There are multiple directories (including multiple `data’ directories); inconsistent naming of the data files; and extraneous NOTES files.

Our job is going to have all the data files, all named with .txt, and without extraneous files, in one directory (called ‘cleandata’).

Using the Shell – Productivity

To do this, we’re going to use the terminal, and a shell, not a GUI.   The terminal and the shell are examples of command line interfaces, (like working with ipython or idle), where commands are entered as text on lines, as opposed to a graphical user interface, or GUIs, like Mac OSX’s finder or the Windows interface.

 

Now, the CLI has a rich and noble history going back to the 60s and mechanical teletypes; GUIs are much newer (coming out of Xerox PARC, and made popular by Apple).  Why on earth would one use a command line interface to manipulate files, when one can just click-and-drag in a GUI?

GUIs are very good at operating an existing system.  You can click on existing controls, and use existing functionality.  A good GUI can be enormously productive at operating existing software packages.    A CLI is, for better or worse, a blank canvas, and it’s much harder to figure out where to begin when you start:

But that blank canvas is a blessing as well as a curse.   The command line is much better for creating/expressing new things.   Our programming was done in something that looked a lot more like a CLI than like a GUI for a good reason;  general-purpose programming in a GUI is really hard.

Shell – Reproducability

One important aspect of command lines is reproducability.   Command lines can be cryptic to learn, but once you have the command, it’s easy to document (you can cut and paste the exact line somewhere) and you can use it tomorrow.  So you can communicate the command to yourself, in the future – and  you can communicate it to others exactly.    Have you ever had a conversation like this one when trying to explain to friends or parents how to use their computer?

“Click on Filters, then ‘Recent’”
“Then drag the green arrow down to the big grey box..”
“… No, the other one..”
“… Not there!”
“Ok, let’s start again…”

Shell – Automatability

Once one has crafted a command which does what one wants, the shell has powerful features for automating the use of that command.   Loops, recursive applications, wildcards… there are ways to leverage that one command to (say) rename a file to apply it to thousands of files at the same tmie

Shell – Reproducability + Automatability = Productivity

Because command line interfaces are reproducable, you can stop wasting time re-discovering how to do things.   Because it’s automatable, you can do the same thing hundreds of times easily without wasting time.   In short, you can spend less time doing file manipulations and more times doing research.

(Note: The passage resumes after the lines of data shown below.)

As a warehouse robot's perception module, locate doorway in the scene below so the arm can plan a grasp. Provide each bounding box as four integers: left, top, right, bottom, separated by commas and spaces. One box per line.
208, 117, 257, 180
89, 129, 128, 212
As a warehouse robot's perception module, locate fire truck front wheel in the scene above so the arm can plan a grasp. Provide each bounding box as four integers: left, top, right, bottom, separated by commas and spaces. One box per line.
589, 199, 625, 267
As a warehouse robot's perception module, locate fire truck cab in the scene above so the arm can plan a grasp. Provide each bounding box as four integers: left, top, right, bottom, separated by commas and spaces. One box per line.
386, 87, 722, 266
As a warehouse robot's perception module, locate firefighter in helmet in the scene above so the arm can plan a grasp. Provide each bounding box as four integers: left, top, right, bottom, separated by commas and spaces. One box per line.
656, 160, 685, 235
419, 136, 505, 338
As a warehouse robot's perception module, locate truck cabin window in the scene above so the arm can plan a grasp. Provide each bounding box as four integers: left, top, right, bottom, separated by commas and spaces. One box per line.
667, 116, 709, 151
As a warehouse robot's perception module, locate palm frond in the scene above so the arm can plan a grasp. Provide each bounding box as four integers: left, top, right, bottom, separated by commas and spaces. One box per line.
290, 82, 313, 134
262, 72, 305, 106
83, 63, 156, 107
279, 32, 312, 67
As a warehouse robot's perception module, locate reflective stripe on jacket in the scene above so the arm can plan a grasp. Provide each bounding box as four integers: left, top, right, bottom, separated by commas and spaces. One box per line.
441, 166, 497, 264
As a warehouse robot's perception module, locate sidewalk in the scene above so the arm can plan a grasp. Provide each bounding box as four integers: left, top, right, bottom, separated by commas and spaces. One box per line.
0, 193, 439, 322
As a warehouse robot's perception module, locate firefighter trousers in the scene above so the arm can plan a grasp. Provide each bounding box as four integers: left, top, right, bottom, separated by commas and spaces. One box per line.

For the task in hand, you could easily click and drag all the files from all the directories into a new directory, and then – more tediously, but still – rename each file to have a .txt extension.   But two months later, when there was another 300 files to process, you’d have to do the same thing again, with nothing gained from having done it earlier.   With the shell, we’ll learn how to do this in a few commands, and to save these commands in a script, which could be rerun again months later and still work.

Yes, there’s a learning curve in mastering the shell – but it’s an investment in future productivity.

Getting started: Hello World

So let’s start by opening a terminal.  On a Mac, the Terminal application is under /Applications/Utilities; copy that to the dock and launch it.   On Linux, there’s a variety of ways to launch a terminal.  On windows, we recommend installing Cygwin, which provides a linux-like environment on your  windows machine (we promise, it’s painless), then just click the cygwin icon that is installed on your desktop.

Once you have a terminal open, you’re at the shell.  The shell is a program which mediates between you, the user, and your computer; it provides you a fairly low-level access to the resources of your computer – the file system, network access, and the like.

So let’s get started.  Try entering the command hello="world" (no spaces).   If you get an error like “command not found”, then your default shell is probably a shell called tcsh.   There’s no shame in that, but the usual shell people use nowadays is called bash, so try starting a bash shell by typing “bash” and pressing enter.   Then try the command again.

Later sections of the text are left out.